The News of the World scandal has exposed corruption at the very heart of British journalism, said George Monbiot in The Guardian. The tabloid owned by media magnate Rupert Murdoch closed this week, brought low by revelations that it had hacked the phone messages of thousands of people, from royalty and politicians to crime victims. The News of the World actually bribed the police for information, turning the force into “Murdoch’s private army.” But other Murdoch papers, including the Sun and The Times, are also being implicated in wrongdoing, amid allegations that they tried to smear former Prime Minister Gordon Brown “by any means, including hacking the medical files of his sick baby.” This search for titillating scoops is a far cry from journalism’s proper purpose of holding the powerful to account. Most British papers have abandoned that mission, choosing instead to promote the interests of their millionaire owners. They “run endless exposures of benefit cheats, yet say scarcely a word about the corporate tax cheats.” It’s all a giant scam, “a fake grassroots crusade serving elite interests.”

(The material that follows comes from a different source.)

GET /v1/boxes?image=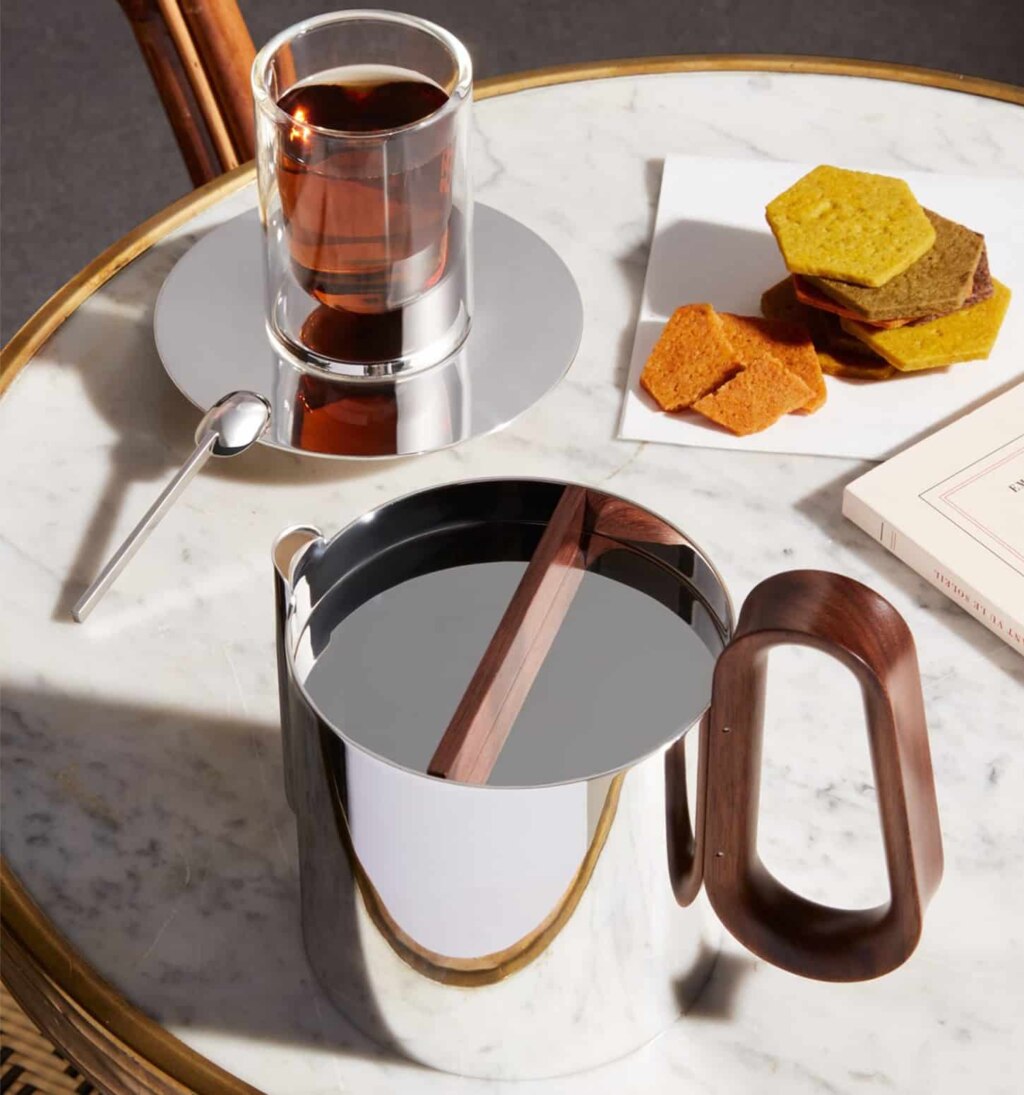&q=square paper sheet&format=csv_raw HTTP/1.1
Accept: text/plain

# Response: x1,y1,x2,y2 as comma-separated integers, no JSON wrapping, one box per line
619,157,1024,460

Yet the British public eats it up, said Dominic Lawson in The Independent. It’s easy to point fingers at Murdoch, at his editors, at the politicians who suck up to them, or at the corrupt police. “But the truth is that the paper’s success was always based on the daring of its snooping, and the more outrageously it snooped, the more it sold.” That goes for all the tabloids. There was no condemnation when the Sun bugged Prince Charles’s phone. Instead, millions of Britons dialed the Sun’s special line so they could listen in for themselves as Charles told his mistress, Camilla, that he wanted to be her tampon. When The People bugged a minister’s apartment to listen in on a tryst, readers didn’t say that was an invasion of privacy. They “feasted avidly” on his humiliation.
You elitists simply can’t stand “mass tastes,” said Brendan O’Neill in The Telegraph. That’s why you clamored for the closure of the News of the World. It’s not “people power” that killed our most popular newspaper, as Labor leader Ed Miliband claims, bur rather a “dictatorship of do-gooders.” When “well-to-do commentators help to deprive 7.5 million people of their Sunday read—and what’s more, claim to be doing it in order to save those 7.5 million people from being morally corrupted—that is not a democratic moment.”
That’s the real scandal—“the death of a great national newspaper founded more than 160 years ago to bring the newly literate working class into the world of news and comment,” said Matthew Parris in The Times. And for what? For decades, British newspapers have run stings and exposés involving hidden cameras. Some of these methods “may occasionally have raised an eyebrow or a laugh,” but the practice was routine. “Why am I supposed to explode with indignation now that it’s officially acknowledged that some newspapers can access private information, and the police are sometimes complicit, when for most of my adult life that’s been obvious? Are we overreacting now—or were we underreacting then?”